Inoltre, la relazione fra me e i miei artisti evolve, proprio come evolvono i sentimenti, quindi non farei oggi una lezione simile a quella che ho fatto, mettiamo, un anno fa.

Stupore e rischio dell’occuparsi di arte.

Ma torniamo al punto.
Da un pezzo avevo un appunto su un file che aggiorno e che sta in una cartella che si chiama Parigi, o cara. Attacco di un’aria de La Traviata, in zona, d’accordo, terminale, ma ancora intrisa di speranza.
Il minimo che si possa chiedere alla vita, no?
(A me La Traviata mi strazia ogni volta che la sento, mi strazia pure se so come va a finire, anzi, proprio perché so come va a finire, mi strazia ancora di più. Una volta ascoltavo alla radio l’ultimo atto e, accucciata sulla lavastoviglie con gli occhi che colavano lacrime mentre Violetta moriva, ho preso un flacone alla cieca e ho versato nello sportelletto il detersivo per la lana invece del brillantante. Non sto a raccontare quello che ho penato per salvare l’elettrodomestico dal sabotaggio causato dall’ardore della mia partecipazione al dramma).
L’appunto diceva: « Tomba Manet Cimitero Passy».
Confermo di essere una gotica e di andare regolarmente per tombe.
Ma non ero mai stata al cimitero di Passy. Evidentemente aspettavo l’occasione.

Eccola, l’occasione.
L’albergo in rue Édouard Manet.
Decido, allora.
Parigi. Mattina di fine agosto, sole e freddo, ho addosso la t-shirt che ho comprato ieri, marine, identica a quella grigia che ho preso due anni fa, mia madre avrebbe chiosato così hai il cambio, penso a mia madre?
No, per niente.
Così, ogni tanto mi viene in mente.
Il mio piumino, quello leggero che non so mai quando indossare dalle mie parti, sulla t-shirt ci sta benissimo, metto e levo per tutta la giornata, la temperatura sale e scende.
Settembre mi guata.
Quest’anno, poi. Con tutti i cambiamenti cui vado incontro.
Uno stato d’animo altalenante.

(Che ne sarà di me?).

Prendo la linea 6 della metropolitana a Place de l’Italie. Direzione Étoile Charles de Gaulle. Devo scendere a Trocadéro, ho calcolato tutto.
Il percorso è un po’ sopra e un po’ sotto, a un certo punto appare la Tour Eiffel e i turisti si precipitano fuori.
Passy. Bertolucci ci ha girato Ultimo tango. C’è la casa di Balzac, dove tempo fa ho visto una mostra squisita, che mi ha segnata e sulla quale ho lavorato tanto. Questo per dire che il luogo non mi è estraneo.

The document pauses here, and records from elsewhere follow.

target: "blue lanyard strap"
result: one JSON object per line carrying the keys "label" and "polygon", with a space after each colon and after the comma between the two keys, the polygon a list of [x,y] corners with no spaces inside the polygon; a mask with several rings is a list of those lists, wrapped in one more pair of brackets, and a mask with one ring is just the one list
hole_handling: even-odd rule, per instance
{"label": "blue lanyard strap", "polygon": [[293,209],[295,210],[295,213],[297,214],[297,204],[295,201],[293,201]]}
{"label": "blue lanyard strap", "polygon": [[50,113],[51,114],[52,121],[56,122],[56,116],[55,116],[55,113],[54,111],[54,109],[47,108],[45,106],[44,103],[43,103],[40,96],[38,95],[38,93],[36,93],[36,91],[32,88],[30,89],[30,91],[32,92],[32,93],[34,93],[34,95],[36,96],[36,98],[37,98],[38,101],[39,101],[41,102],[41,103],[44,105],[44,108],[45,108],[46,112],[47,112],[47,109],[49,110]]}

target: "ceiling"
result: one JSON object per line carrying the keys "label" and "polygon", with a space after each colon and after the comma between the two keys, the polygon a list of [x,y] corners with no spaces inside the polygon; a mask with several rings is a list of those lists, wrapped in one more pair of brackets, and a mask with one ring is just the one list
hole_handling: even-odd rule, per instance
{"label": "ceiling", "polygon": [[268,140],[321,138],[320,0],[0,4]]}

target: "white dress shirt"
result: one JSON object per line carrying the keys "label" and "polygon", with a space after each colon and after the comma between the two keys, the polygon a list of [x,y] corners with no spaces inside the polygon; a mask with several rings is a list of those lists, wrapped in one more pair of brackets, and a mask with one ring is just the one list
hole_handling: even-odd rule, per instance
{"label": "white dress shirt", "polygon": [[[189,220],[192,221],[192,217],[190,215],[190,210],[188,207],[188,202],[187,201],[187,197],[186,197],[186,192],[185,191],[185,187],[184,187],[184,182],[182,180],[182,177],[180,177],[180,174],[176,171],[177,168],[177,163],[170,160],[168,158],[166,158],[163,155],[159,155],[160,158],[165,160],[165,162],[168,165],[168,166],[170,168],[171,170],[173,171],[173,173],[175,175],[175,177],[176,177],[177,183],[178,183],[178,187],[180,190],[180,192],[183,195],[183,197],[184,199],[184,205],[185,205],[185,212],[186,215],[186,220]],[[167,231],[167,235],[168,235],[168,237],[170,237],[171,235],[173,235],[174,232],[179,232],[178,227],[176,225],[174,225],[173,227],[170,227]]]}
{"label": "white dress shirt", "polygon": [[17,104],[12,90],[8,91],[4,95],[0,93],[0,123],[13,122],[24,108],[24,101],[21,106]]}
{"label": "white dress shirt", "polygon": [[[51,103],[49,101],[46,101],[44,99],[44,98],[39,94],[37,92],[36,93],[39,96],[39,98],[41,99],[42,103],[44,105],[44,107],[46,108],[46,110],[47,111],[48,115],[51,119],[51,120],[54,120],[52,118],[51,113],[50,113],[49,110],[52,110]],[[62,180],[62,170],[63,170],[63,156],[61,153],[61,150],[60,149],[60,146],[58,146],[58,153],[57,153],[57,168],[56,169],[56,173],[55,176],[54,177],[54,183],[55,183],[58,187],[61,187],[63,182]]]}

Il cimitero di Passy è anticipato da una grande porta del 1934 dell’architetto Berger.
I palazzi si affacciano su di esso, questa cosa non finisce mai di stupirmi, il luogo dell’editto di Saint Cloud, per intenderci quello che imponeva le sepolture fuori dai centri abitati e che è all’origine del Dei Sepolcri di Foscolo, con i balconi sporti sulle tombe.
Certo, un posto tranquillo. Mi chiedo se in inverno si sentono voci notturne e, in estate, se si sente odore di morto.
Mi inerpico un po’ in salita, ho visto la pianta, so che devo andare alla divisione IV, tomba 71.

Eccolo.

Le tombe sono un po’ come le case, infatti di ultima dimora si parla, insomma, sono l’autoritratto di chi ci è sepolto.
Quella di Manet è classica e serena, su una colonna c’è il suo busto in bronzo, sulla lapide ci sono dei nomi con le lettere in oro.
Adesso ve ne parlo.
Nel silenzio del cimitero, nel sole di fine agosto che splende, nell’assoluta assenza di qualunque tipo di turismo, fosse pure quello coltivato che va cercando un senso ai viaggi, mi tengo addosso il piumino e mi chino sui fiori.
Li accarezzo.
Depongo un bacio sul nome dell’artista. Lo ringrazio di tutto quello che mi ha dato e che promette di darmi.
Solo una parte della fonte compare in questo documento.